| Qualification Type: | PhD |
|---|---|
| Location: | London |
| Funding for: | UK Students, EU Students, International Students, Self-funded Students |
| Funding amount: | £22,780 to £24,780 per annum; in addition, the successful candidate will receive a contribution to tuition fees, for the duration of their scholarship; international applicants may need to pay the remainder tuition fee for the duration of their scholarship |
| Hours: | Full Time |
| Placed On: | 6th March 2026 |
|---|---|
| Closes: | 17th April 2026 |
| Reference: | M34Impact-MSE3 |
This is an interdisciplinary PhD project that unites applied mathematics (continuum mechanics, stability analysis), computational mathematics (numerical methods for PDEs, numerical analysis) and engineering (mechanics of materials).
A large range of physical phenomena, taking place in materials, involves propagating interfaces between distinct material phases. A typical example is the process of formation of oxides, where the interface is a chemical reaction front between the oxidised and the pristine phases. Behaviour of such materials is described using partial differential equations (PDEs) that are defined on domains with time-dependent interfaces – the so-called free-boundary problems. Even though these problems have been studied since mid-twentieth century, their computational handling still presents a challenge, especially in a highly non-linear case.

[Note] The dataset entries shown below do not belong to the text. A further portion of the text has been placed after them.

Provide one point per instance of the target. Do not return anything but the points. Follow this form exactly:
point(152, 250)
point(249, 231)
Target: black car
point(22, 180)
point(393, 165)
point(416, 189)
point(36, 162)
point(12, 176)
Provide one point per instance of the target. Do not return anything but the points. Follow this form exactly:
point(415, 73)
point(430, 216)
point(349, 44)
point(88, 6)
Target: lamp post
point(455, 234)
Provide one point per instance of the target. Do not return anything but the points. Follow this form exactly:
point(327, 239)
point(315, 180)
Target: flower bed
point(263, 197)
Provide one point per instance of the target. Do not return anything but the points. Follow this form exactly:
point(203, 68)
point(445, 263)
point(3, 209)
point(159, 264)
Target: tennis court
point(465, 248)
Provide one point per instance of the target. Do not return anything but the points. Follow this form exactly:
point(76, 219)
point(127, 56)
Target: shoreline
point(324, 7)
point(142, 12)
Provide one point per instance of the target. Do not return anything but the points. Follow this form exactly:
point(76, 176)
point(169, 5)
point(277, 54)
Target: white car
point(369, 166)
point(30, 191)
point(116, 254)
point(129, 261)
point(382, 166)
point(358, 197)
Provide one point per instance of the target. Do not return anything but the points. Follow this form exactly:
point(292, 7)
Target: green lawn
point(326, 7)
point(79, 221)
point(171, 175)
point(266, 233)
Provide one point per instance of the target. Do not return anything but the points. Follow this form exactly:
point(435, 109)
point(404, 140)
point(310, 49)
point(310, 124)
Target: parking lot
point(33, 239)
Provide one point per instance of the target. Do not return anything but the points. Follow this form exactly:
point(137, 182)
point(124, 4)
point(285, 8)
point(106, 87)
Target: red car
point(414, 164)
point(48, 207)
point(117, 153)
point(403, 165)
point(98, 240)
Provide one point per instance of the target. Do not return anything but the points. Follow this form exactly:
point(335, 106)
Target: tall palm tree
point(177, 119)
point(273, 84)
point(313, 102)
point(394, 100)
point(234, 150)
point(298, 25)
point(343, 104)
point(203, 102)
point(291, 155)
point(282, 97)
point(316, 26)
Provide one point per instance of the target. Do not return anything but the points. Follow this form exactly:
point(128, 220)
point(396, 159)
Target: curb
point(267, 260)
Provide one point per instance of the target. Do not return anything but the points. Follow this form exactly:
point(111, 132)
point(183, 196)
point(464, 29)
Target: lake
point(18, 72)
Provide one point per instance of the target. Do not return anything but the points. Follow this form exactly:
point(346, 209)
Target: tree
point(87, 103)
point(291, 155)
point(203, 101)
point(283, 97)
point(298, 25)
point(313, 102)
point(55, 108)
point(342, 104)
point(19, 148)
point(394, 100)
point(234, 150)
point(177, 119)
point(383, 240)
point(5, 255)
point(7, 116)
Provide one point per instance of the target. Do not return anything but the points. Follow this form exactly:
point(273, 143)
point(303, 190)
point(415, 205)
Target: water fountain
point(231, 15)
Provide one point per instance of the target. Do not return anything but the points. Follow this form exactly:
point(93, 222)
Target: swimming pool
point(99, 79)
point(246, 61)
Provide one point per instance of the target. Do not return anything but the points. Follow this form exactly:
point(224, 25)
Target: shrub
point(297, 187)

The aim of this project is to advance further one of the methods to handle problems with propagating interfaces – the cut-finite-element method, specifically targeting PDEs describing phase transitions in materials. Within this approach, phase boundaries are handled as sharp (infinitely-thin) interfaces that move across a fixed finite-element mesh. The developments will focus on improving accuracy and efficiency of the computational approach when applied to PDEs describing a range of material systems revealing multi-physics behaviour, such as chemo-mechanical (e.g. formation of oxide layers on metals, formation of solid-electrolyte interphase on battery electrodes) or magneto-mechanical (e.g. twin-boundary kinetics in magnetic shape-memory alloys).
The successful candidate will become a member of the Computational Science and Engineering Group (CSEG) and will join a team with extensive expertise in computational materials modelling and phase transformation processes. This studentship is fully funded by the M34Impact programme, a £9 million Expanding Excellence in England (E3) grant. The successful candidate will be a part of a dynamically-growing research group and will benefit from training and other initiatives funded by this grant. The project will be supervised by Dr Mikhail Poluektov and co-supervised by Prof Andrew Kao and Dr Ivars Krastins.
Funding:
The successful candidate will receive a contribution to tuition fees, equivalent to the University Home Rate, currently £5,006 (FT), for the duration of their scholarship. International applicants may need to pay the remainder tuition fee for the duration of their scholarship.
This fee is subject to an annual increase.
The bursary is for 3 years with a potential extension of up to a maximum of 12 months. Funding extensions may be granted if the student demonstrates, to the satisfaction of the M34Impact Principal Investigators and PhD supervisors, that the thesis can be completed during the granted extension period.
For exceptional international applicants the tuition fees may be covered by the M34Impact.